Eğer hala başkalarının fikirlerini taşıyorsan, onları hemen bir köşeye bırak gitsin… Ve oradan yavaş yavaş uzaklaş… Kendi deneyimlerinle kendi fikirlerine ulaştığın an, bu yaşam senin aydınlığın olacaktır…

Do, re, mi, fa, sol, la, si… Yedi tane nota var öyle değil mi? Ve sen sadece bir tanesini mutluluğunu sesini duymak istiyorsun, diğer altı notayı reddediyorsun… Onları her zaman elinin tersi ile itiyorsun… Çünkü onlar sana karmaşık geldi ve bir karmaşık bir müzik her zaman rahatsızlık verecektir… Niçin kalan altı notayı da kullanıp ruhuna hoş gelecek bir beste yapmayı denemiyorsun…
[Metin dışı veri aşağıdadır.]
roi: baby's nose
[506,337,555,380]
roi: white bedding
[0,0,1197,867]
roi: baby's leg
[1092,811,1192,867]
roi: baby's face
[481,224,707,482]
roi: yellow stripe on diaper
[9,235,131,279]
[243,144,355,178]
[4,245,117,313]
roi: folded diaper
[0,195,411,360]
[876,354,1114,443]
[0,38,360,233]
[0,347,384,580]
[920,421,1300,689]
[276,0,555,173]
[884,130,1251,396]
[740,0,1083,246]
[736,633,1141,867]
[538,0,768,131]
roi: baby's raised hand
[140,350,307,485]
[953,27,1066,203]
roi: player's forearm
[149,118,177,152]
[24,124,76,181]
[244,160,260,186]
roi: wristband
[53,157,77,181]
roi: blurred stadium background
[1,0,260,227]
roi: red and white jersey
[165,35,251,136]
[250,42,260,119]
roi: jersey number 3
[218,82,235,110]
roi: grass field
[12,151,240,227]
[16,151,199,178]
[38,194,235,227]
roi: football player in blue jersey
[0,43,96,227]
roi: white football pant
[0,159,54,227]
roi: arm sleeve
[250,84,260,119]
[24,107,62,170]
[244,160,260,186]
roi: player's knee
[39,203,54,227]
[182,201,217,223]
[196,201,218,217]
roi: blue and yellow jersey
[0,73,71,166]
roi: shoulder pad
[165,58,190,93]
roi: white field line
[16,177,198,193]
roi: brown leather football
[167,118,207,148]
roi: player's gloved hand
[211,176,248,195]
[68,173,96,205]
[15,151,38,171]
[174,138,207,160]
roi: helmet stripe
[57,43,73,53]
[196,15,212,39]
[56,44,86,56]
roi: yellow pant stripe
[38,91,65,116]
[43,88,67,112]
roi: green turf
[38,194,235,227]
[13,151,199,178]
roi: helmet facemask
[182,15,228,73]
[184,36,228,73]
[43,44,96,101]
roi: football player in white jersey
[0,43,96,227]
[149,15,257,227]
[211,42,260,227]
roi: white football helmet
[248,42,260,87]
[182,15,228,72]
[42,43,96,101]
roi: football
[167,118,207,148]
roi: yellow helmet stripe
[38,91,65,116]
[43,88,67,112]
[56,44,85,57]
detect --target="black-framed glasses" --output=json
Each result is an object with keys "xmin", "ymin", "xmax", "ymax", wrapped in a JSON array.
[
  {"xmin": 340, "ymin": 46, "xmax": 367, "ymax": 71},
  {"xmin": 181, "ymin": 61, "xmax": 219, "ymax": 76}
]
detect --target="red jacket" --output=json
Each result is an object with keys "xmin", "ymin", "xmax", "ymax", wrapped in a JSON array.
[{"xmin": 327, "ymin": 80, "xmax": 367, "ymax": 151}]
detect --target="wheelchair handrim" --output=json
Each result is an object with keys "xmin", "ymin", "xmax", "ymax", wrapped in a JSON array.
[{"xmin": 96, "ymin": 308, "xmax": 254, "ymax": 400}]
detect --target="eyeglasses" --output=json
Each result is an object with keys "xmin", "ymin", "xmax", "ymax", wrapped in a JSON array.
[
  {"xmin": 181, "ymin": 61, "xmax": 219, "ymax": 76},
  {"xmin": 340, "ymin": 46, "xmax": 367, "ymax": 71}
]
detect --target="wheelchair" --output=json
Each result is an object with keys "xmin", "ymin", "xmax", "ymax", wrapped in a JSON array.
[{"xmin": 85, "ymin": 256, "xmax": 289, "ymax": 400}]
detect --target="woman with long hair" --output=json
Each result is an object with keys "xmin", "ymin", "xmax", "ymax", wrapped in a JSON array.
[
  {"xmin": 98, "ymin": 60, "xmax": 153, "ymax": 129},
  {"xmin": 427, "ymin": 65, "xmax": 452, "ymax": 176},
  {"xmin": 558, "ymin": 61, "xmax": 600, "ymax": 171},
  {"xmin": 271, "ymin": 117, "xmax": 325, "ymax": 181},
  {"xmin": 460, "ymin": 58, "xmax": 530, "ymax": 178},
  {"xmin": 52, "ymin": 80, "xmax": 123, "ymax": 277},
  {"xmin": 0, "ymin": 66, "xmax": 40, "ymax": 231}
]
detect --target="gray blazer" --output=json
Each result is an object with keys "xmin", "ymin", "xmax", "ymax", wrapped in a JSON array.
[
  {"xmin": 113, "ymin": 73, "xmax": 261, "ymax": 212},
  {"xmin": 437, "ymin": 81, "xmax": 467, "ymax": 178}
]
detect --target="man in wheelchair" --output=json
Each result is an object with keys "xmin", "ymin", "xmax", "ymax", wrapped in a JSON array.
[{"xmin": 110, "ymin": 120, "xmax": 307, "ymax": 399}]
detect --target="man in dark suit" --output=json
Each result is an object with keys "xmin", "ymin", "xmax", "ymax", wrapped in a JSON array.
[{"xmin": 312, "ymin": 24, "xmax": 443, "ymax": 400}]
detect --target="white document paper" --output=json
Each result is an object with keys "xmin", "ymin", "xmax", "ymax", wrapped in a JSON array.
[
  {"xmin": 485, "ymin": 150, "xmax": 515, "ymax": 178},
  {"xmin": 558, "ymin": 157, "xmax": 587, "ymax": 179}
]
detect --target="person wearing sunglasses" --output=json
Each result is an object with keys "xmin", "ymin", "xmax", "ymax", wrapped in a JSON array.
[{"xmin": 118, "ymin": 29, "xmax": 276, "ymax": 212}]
Hayat bir nota değildir, şayet öyle olsaydı, sadece mutluluğun notası olsaydı, bu yaşam sana çok sade gelecekti… Artık bu dünyada kalmanın bir anlamı yok, buradan ne zaman gidebilirim diye düşünmeye başlayacaktın… O halde tüm notaları kullan… Onlar reddettiğin için karışıktır, bir kez diğer notaları sevgi ile kabul ettiğinde bu hayatın eşsiz şarkısını duymaya başlayacaksın…

Sen kuyumcuya giderek altının ne kadar değerli olduğunu anlatıyorsun, ona kendi fikrini sunuyorsun… O zaten bunun farkında, o altının değerini idrak etmiş… Şimdi ona fikirler sunmanın ne anlamı var?

Ve aynısı sen doğduğunda olur, hemen aile büyüklerin başucunda toplanır; sonra da sen büyürken sana yavaş yavaş kendi fikirlerini, kendi ahlak kurallarını anlatmaya, benimsetmeye başlarlar… Onlar seni yavaş yavaş zehirli fikirler ile işlemişlerdir…

Başkasının fikirleri, düşünceleri seni sadece zehirler… Ben bu yüzden, tüm fikirlerden kurtulmadan ilahi olanı hakikati, Rabb’i idrak edemezsin diyorum… Allah vardır fakat o bir biçim değildir… O her şeydir… O’nun rahmeti her şeye tecelli eder… Sen O’ndan ayrı değilsin… Sen ondan bir parçasın…

Fakat aydınlığın, rahmetin kapısını zihinle/kelimeler ile aralayamazsın, bu zihnin ötesinde, senin idrakinle açılacak bir kapıdır…

Mutsuzluk, huzursuzluk içindedir… Evet, ancak onu görebilmek için zihnin dışına çıkman gerekiyor… Her insan bir mucizedir… İçine dön, daha içine, gördüğün senden daha da derine… Orada rahmeti, nuru göreceksin, işte o vakit eriyip yeniden küllerinden biteceksin… Hepsi bu kadar basit…

***

Yukarıdaki cümleler Uğur Koşar’ın “Allah de gerisini bırak” isimli kitabından alıntıdır… Bu cümleleri okuduğum zaman manevi babamın sözleri aklıma geldi…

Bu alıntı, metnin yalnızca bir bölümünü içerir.